An autonomous (i.e. time-independent) ODE in \(\mathbb R^n\) writes as
\begin{equation*} {\mathbf x}(t) = {\mathbf v}({\mathbf x}(t)),\;{\mathbf x}(t_0) = {\mathbf x}_0 , \end{equation*}
where \({\mathbf x}\) is a point in \(\mathbb R^n\) and
\begin{equation*} {\mathbf v}:\mathbb R^n\to T\mathbb R^n\simeq\mathbb R^n\times\mathbb R^n \end{equation*}
is a vector field.

The corresponding recursive step of the explicit Euler method is
\begin{equation*} {\mathbf x}_{n+1} = {\mathbf x}_n + h {\mathbf v}({\mathbf x}_n), \end{equation*}
the one of the implicit method is
\begin{equation*} {\mathbf x}_{n+1} = {\mathbf x}_n + h {\mathbf v}({\mathbf x}_{n+1}). \end{equation*}
A planar example: the physical pendulum.

Consider the system
\begin{equation*} \begin{cases} \dot x(t) = y(t),\cr \dot y(t) = -\sin(x(t))\cr \end{cases} \end{equation*}
with initial condition
\begin{equation*} x(0)=1, y(0)=0, \end{equation*}
and notice that this system is equivalent to the 2nd order ODE
\begin{equation*} \ddot x(t) = -\sin(x(t)),\;x(0)=1,\;\dot x(0)=0, \end{equation*}
which is the Newtonian equation of motion on \(\mathbb R\) of a point of unitary mass under a force field \(F(x)=-\sin(x)\text{.}\)

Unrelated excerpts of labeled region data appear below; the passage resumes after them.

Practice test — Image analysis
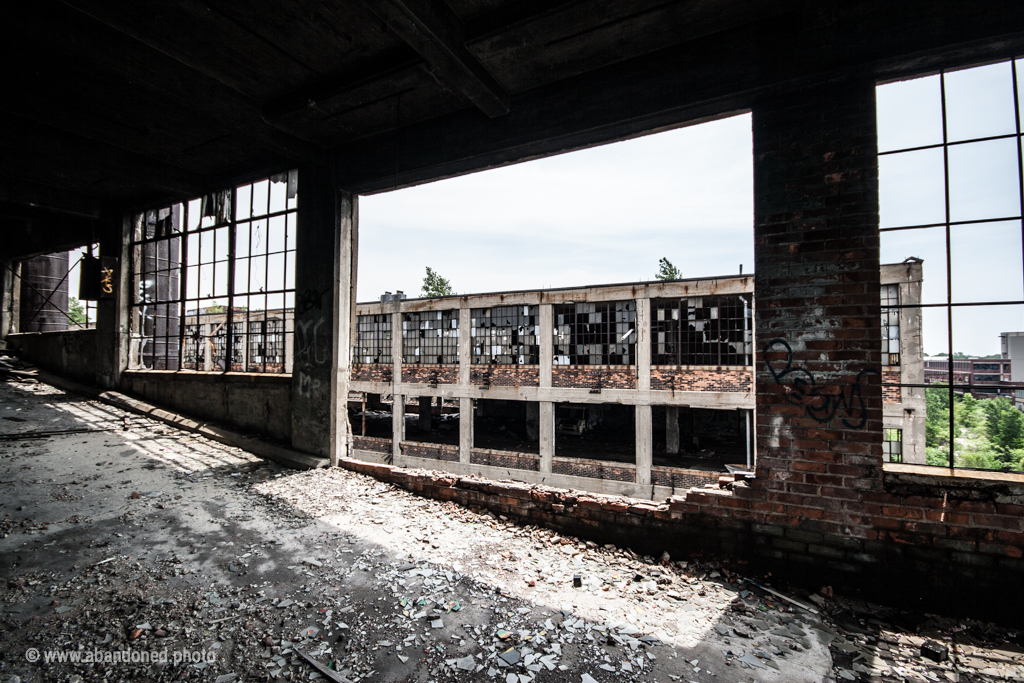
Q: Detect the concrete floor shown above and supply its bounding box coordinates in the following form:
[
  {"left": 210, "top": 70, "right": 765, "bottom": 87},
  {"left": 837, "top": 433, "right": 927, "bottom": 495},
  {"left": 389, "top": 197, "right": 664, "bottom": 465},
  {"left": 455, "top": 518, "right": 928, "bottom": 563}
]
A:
[{"left": 0, "top": 376, "right": 888, "bottom": 683}]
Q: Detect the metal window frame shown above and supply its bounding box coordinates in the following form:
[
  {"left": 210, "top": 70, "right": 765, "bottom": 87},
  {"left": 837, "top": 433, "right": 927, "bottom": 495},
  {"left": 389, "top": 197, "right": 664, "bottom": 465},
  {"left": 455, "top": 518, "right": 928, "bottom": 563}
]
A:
[
  {"left": 878, "top": 57, "right": 1024, "bottom": 470},
  {"left": 129, "top": 169, "right": 298, "bottom": 374}
]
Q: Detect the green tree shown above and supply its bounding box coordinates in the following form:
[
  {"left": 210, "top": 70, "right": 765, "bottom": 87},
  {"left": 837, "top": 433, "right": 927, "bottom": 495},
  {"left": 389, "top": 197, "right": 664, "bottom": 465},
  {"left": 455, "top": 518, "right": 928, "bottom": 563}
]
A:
[
  {"left": 654, "top": 256, "right": 683, "bottom": 280},
  {"left": 68, "top": 297, "right": 89, "bottom": 325},
  {"left": 925, "top": 384, "right": 949, "bottom": 448},
  {"left": 423, "top": 266, "right": 453, "bottom": 297},
  {"left": 983, "top": 396, "right": 1024, "bottom": 464}
]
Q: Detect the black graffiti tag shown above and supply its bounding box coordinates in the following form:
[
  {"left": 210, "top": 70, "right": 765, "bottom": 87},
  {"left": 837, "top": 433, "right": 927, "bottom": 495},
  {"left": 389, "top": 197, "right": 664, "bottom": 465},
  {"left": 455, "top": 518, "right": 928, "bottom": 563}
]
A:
[{"left": 764, "top": 339, "right": 882, "bottom": 429}]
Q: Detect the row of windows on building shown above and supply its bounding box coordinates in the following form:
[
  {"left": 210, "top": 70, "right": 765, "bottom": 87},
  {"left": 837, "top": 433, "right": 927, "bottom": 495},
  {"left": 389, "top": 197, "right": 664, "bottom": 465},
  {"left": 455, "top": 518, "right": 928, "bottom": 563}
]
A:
[
  {"left": 130, "top": 170, "right": 298, "bottom": 373},
  {"left": 353, "top": 295, "right": 753, "bottom": 366}
]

In particular, there is a conserved quantity:
\begin{equation*} E(x,y) = \frac{y^2}{2}+1-cos(x). \end{equation*}
Namely, this function is constant on each solution of the ODE.

Explicit Euler step.
\begin{equation*} \begin{cases} x_{n+1} = x_n + h y_n\cr y_{n+1} = y_n -h\sin x_n\cr \end{cases} \end{equation*}
Implicit Euler step
\begin{equation*} \begin{cases} x_{n+1} = x_n + h y_{n+1}\cr y_{n+1} = y_n -h \sin x_{n+1}\cr \end{cases} \end{equation*}
Symplectic Euler step
\begin{equation*} \begin{cases} x_{n+1} = x_n + h y_{n+1}\cr y_{n+1} = y_n -h \sin x_{n}\cr \end{cases} \end{equation*}

or

\begin{equation*} \begin{cases} x_{n+1} = x_n + h y_{n}\cr y_{n+1} = y_n -h \sin x_{n+1}\cr \end{cases} \end{equation*}
Why does the symplectic method work so much better?

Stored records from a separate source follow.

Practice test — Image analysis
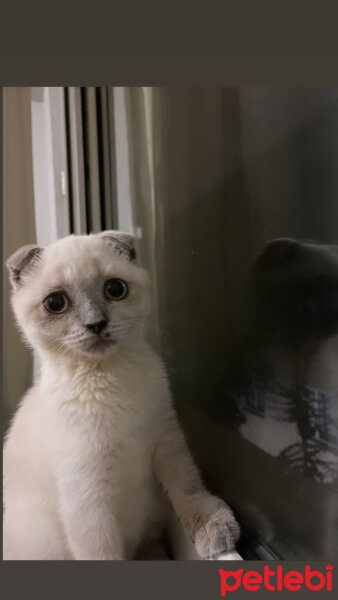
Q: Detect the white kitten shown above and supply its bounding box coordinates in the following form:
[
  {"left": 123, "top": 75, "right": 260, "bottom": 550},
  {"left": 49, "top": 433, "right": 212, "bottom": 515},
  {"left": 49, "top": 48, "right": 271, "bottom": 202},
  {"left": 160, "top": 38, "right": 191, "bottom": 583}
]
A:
[{"left": 4, "top": 231, "right": 239, "bottom": 560}]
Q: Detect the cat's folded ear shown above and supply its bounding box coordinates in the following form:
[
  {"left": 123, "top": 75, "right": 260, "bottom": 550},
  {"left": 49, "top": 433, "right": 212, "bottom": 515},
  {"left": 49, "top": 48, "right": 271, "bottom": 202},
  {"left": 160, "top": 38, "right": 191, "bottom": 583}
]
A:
[
  {"left": 6, "top": 244, "right": 43, "bottom": 289},
  {"left": 256, "top": 238, "right": 301, "bottom": 269},
  {"left": 97, "top": 229, "right": 136, "bottom": 262}
]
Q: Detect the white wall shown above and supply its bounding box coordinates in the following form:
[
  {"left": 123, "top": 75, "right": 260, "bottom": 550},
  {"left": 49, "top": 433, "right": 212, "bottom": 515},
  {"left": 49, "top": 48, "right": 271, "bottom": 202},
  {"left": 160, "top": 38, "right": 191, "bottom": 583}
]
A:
[{"left": 3, "top": 87, "right": 36, "bottom": 430}]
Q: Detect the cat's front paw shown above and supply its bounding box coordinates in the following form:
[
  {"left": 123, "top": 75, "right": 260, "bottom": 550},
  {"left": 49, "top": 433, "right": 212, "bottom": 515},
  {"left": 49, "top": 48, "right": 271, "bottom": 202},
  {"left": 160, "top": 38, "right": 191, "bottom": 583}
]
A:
[{"left": 195, "top": 503, "right": 240, "bottom": 558}]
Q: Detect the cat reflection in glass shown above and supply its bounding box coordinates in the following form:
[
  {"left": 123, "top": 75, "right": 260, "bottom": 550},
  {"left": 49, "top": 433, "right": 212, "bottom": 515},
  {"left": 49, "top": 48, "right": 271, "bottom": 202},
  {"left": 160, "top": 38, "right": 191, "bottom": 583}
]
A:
[{"left": 3, "top": 231, "right": 239, "bottom": 560}]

Because the method itself is a symplectic transformation and so it preserves energy. On the plane, being symplectic is equivalent to the fact that the Jacobian of
\begin{equation*} (x_n,y_n)\to(x_{n+1},y_{n+1}) \end{equation*}
has unitary determinant.

In case of Explicit Euler:
\begin{equation*} J = D\begin{pmatrix}x_n+h y_n\cr y_n-h\sin(x_n)\cr\end{pmatrix}= \begin{pmatrix}1&h\cr -h\cos(x_n)&1\cr\end{pmatrix} \end{equation*}
so
\begin{equation*} \det J = 1+h^2\cos(x_n)\neq1 \end{equation*}

In case of Symplectic Euler:
\begin{equation*} J = D\begin{pmatrix}x_n+h y_n-h^2\sin x_n\cr y_n-h\sin(x_n)\cr\end{pmatrix}= \begin{pmatrix}1-h^2\cos x_n&h\cr -h\cos(x_n)&1\cr\end{pmatrix} \end{equation*}
so
\begin{equation*} \det J = 1 \end{equation*}
Thanks to this, while the trajectory is anyways approximated, its fundamental qualitative property of being close is preserved (at least modulo round-off errors).